Web developers know that a lot of HTML production is idiosyncratic. Could decisions like when to capitalize a tag be used as evidence of cloning? The answer is yes. The developer of a scam site typically reuses the template as much as possible to reduce time and cost. Consequently, any of the developer’s original quirks inherent in the template get replicated. And that gives us a huge clue.
U2canbecloned
Lead Streams Marketing is a multi-level marketing company that offers "the Home Business System" as one of its programs. Our traditional testing discovered 4thepackage.com, an LSM affiliate, and rated it red for sending high-volume, somewhat spammy e-mail. Clone detection recently uncovered u2canbesuccessful.com. The sites are identical except for a tiny bit of text indicating ownership.

LeadStream isn't the only company posting many copies of a single web site. We've long followed sites set up by MarketEngines, CashEngines and Euclid Networks (the last company purportedly of the island of St. Kitts). Many of their sites are scams -- charging users for software that can be found elsewhere for free, and purporting to offer tech support that we've found to be practically nonexistent.
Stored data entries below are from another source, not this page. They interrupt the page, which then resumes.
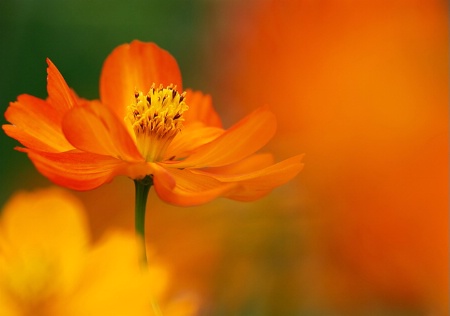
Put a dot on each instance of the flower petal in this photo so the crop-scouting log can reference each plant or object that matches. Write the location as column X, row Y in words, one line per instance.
column 191, row 137
column 35, row 125
column 238, row 142
column 201, row 109
column 60, row 96
column 255, row 183
column 135, row 66
column 94, row 128
column 190, row 189
column 84, row 171
column 45, row 225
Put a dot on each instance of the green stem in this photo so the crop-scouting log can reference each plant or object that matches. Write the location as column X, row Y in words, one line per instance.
column 142, row 187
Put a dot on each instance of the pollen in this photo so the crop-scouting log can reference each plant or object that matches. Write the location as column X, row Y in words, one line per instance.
column 156, row 118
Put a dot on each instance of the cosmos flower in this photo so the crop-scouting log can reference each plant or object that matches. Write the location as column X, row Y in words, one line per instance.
column 145, row 126
column 48, row 265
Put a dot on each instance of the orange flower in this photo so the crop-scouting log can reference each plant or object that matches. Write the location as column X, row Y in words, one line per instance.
column 49, row 267
column 143, row 126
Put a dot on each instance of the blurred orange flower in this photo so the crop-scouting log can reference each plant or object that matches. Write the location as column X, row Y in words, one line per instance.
column 141, row 126
column 48, row 267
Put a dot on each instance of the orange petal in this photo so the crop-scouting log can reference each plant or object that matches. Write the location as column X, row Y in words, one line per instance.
column 60, row 96
column 79, row 170
column 238, row 142
column 94, row 128
column 252, row 185
column 35, row 125
column 191, row 137
column 135, row 66
column 201, row 109
column 190, row 189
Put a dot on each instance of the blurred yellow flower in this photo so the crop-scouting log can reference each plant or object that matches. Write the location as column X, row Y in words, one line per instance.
column 48, row 267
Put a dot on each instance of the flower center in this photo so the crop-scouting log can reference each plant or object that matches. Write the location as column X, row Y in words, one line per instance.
column 156, row 118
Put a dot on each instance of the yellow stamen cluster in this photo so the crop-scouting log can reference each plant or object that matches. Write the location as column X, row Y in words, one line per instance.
column 156, row 118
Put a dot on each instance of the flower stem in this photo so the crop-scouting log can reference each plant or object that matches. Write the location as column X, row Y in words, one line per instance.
column 142, row 187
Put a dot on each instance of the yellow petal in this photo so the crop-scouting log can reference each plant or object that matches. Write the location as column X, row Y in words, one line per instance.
column 39, row 230
column 94, row 128
column 238, row 142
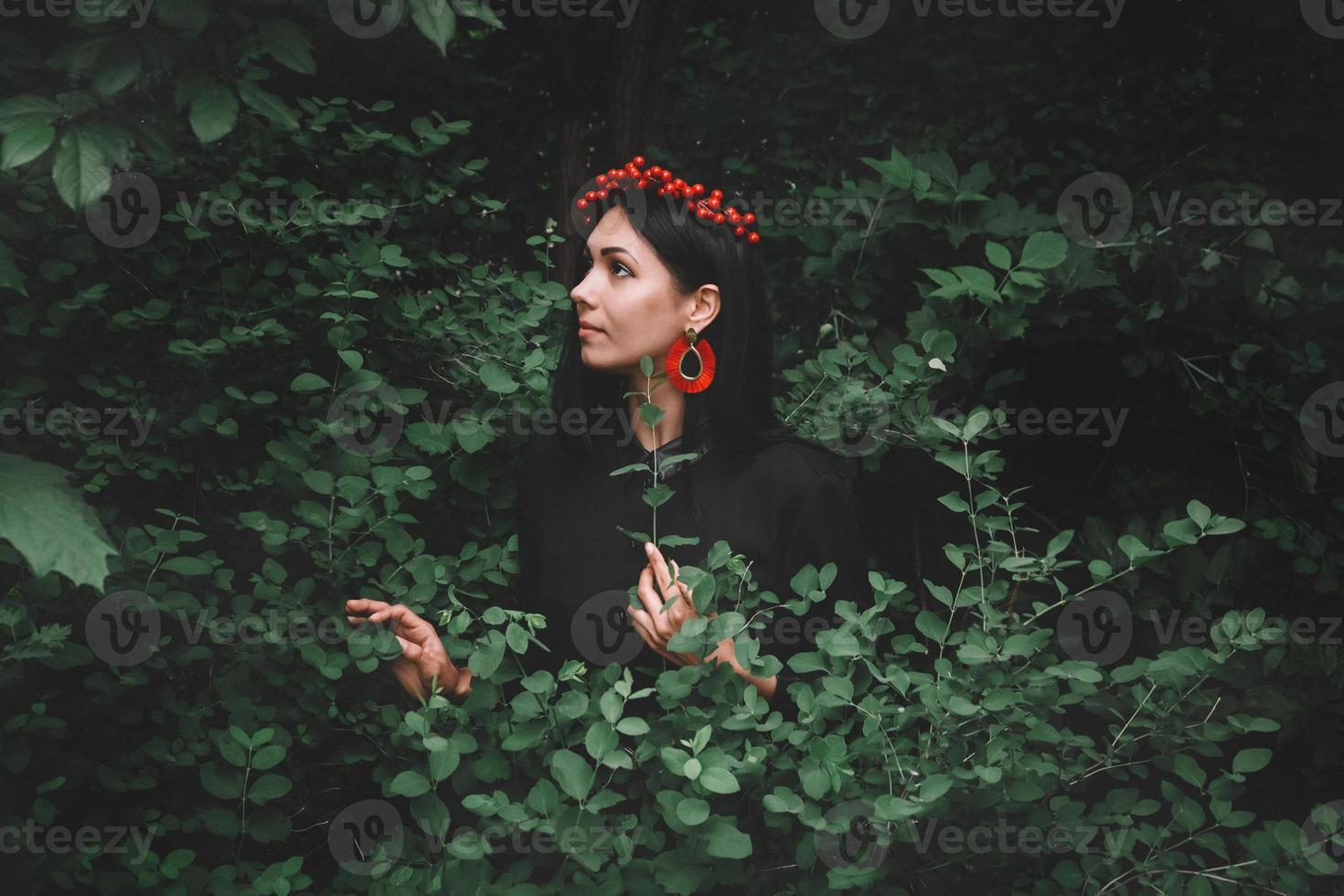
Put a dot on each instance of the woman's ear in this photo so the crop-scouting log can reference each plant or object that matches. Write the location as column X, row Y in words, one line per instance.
column 706, row 306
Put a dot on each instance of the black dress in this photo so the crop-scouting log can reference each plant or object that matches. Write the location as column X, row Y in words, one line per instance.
column 784, row 508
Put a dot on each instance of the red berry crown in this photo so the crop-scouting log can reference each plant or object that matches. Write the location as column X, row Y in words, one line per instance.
column 709, row 209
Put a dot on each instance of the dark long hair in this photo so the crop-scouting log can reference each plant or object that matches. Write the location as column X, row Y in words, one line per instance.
column 737, row 407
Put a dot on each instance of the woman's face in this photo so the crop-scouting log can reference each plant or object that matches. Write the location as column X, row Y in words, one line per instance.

They post some sites themselves, and they pay affiliates to post copies of these sites. For example, consider imusicaccess.com:

Now, compare it to imusicnow and winmx-downloading. Structure and layout are nearly identical. The occasional font, a few strings of text and some color schemes are all that separates these clones from one another:

These sites are clones of each other but can’t be detected using SiteAdvisor’s other automated tests because their red ratings are not due to e-mail practices or bundled spyware but because they provide services of low or no value. Clone detection lets us flag all these duplicate sites. After we identify the problem with one such site, clone detection helps us make sure we catch all its copies too.
Harder and harder to hide
Human beings are pretty sophisticated consumers but when it comes to the Web, it’s relatively easy to fool our "sixth sense." If the site looks well produced, if it appears to have original content, it’s relatively easy to overcome our basic level of skepticism. In the absence of a tool like clone detection, a typical consumer will be hard pressed to know that a particular site is a template that shares 95% of its text and 95% of its HTML with a With a site known to provide a bad value.
While clone detection uses technical algorithms, it succeeds thanks to economic fundamentals. Financially motivated scammers need customers, so they have no choice but to use public methods like search engine ads to reach their victims. That need to be public is their Achilles heel. Along with our automated testing for spam, spyware and exploits, tools like clone detection make it increasingly efficient for us to search for and find the bad guys.